11. Concomitant use of immunosuppressive agents, immunotherapy, or monoclonal antibodies by any route of administration (other than intravitreal) in the 2 years prior to the screening visit or during the study period.
12. Subjects who have received intravitreal anti-VEGF treatment (aflibercept, ranibizumab, bevacizumab, faricimab, brolucizumab) in the study eye within 4 months prior to the screening visit.
13. Use of intraocular or periocular corticosteroids in the study eye within 4 months prior to the screening visit, or use of intravitreal corticosteroid implants at any time.
14. Use of anticoagulants or antiplatelet agents by any route of administration within 10 days prior to the screening visit or during the study period.
15. Women of childbearing potential who are pregnant, breastfeeding, or planning to become pregnant during the study period.
16. Allergy to fluorescein (topical or intravenous) or to anesthetic medications used during the injection procedure.
17. Subjects with non-diabetic macular edema.
18. Lens opacities that, according to the LOCS III (Lens Opacities Classification System) classification, exceed one or more of the following criteria: nuclear component \> NO3C3 (opalescence/color), cortical component \> C2, and posterior subcapsular component \> P1.
19. History of eye surgery (cataract extraction, any intraocular surgery, aphakia, etc.) or panretinal photocoagulation within 3 months prior to the screening visit or planned within the study period.
20. Intraocular pressure greater than 21 mmHg in the selected eye, measured by Goldmann tonometry at the screening visit.
21. Presence of macular ischemia or significant perifoveal capillary loss (increase in foveal avascular zone greater than 350 µm) demonstrated by fluorescein retinal angiography (during the screening visit or in a study performed within 4 months prior to the screening visit).
22. History of YAG capsulotomy in the study eye within 30 days prior to the screening visit.

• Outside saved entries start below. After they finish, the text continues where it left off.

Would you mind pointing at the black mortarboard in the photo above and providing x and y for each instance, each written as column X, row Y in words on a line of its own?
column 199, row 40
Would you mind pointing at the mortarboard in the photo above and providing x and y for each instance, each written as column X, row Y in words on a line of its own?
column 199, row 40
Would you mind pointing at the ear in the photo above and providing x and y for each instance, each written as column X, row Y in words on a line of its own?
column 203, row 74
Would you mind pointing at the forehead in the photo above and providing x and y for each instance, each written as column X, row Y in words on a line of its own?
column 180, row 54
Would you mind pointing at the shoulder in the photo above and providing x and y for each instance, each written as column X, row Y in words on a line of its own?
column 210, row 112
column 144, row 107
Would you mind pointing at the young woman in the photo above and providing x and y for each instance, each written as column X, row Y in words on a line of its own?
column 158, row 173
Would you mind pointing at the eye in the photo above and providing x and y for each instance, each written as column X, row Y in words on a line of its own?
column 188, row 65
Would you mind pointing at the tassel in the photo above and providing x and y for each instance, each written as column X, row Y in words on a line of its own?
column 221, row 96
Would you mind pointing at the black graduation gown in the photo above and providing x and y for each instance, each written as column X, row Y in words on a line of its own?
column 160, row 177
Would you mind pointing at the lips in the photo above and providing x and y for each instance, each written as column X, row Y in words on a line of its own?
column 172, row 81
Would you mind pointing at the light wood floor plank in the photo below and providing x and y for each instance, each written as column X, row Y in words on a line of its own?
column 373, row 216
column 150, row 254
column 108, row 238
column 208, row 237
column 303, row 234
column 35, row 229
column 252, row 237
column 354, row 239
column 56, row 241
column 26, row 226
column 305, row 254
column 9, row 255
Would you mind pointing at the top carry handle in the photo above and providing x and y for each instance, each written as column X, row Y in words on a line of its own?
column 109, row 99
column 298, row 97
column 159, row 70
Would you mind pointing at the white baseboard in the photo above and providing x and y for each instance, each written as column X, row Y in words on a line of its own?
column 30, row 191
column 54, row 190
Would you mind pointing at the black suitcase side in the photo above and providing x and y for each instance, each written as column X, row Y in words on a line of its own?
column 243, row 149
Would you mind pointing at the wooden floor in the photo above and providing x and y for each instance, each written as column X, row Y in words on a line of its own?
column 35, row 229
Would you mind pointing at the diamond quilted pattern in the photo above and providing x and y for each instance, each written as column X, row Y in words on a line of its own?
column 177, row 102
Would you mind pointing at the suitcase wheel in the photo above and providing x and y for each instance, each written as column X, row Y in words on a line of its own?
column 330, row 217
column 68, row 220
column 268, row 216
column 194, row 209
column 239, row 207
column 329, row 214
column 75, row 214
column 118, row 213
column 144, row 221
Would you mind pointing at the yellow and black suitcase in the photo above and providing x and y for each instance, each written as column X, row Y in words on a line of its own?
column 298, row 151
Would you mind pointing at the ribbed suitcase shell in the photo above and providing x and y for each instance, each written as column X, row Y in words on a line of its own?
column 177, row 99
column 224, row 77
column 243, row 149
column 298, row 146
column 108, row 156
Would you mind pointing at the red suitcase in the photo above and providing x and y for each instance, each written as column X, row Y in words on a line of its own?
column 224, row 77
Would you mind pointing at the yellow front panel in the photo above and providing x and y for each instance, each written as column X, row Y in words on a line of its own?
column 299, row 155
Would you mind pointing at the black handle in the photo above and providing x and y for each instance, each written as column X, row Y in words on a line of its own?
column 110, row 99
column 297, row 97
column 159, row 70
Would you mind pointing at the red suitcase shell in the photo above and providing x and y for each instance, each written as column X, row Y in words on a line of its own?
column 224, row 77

23. Evidence of external eye infections, intraocular inflammation, or significant ocular surface disease in either eye within 30 days prior to the screening visit.
24. History of uveitis in the study eye.
25. History of retinal detachment, vitrectomy, any type of filtering surgery, corneal transplant, or corneal dystrophy in the selected eye.
26. Advanced glaucoma or optic neuropathy in the selected eye.
27. Having only one functional eye (best corrected visual acuity of finger counting or less in the eye with the worst vision).
28. Having previously participated in this same study.
29. Being or having an immediate family member (e.g., parent/legal guardian or sibling) who is part of the research site staff or sponsor.
30. Subjects with conditions that make it difficult or impossible to draw blood, such as veins that are difficult to see or feel, venous thrombosis in the area where the sample is taken, severe edema, or any other criteria determined by the personnel responsible for performing this procedure.
31. Difficulty interpreting the optotypes on the ETDRS chart.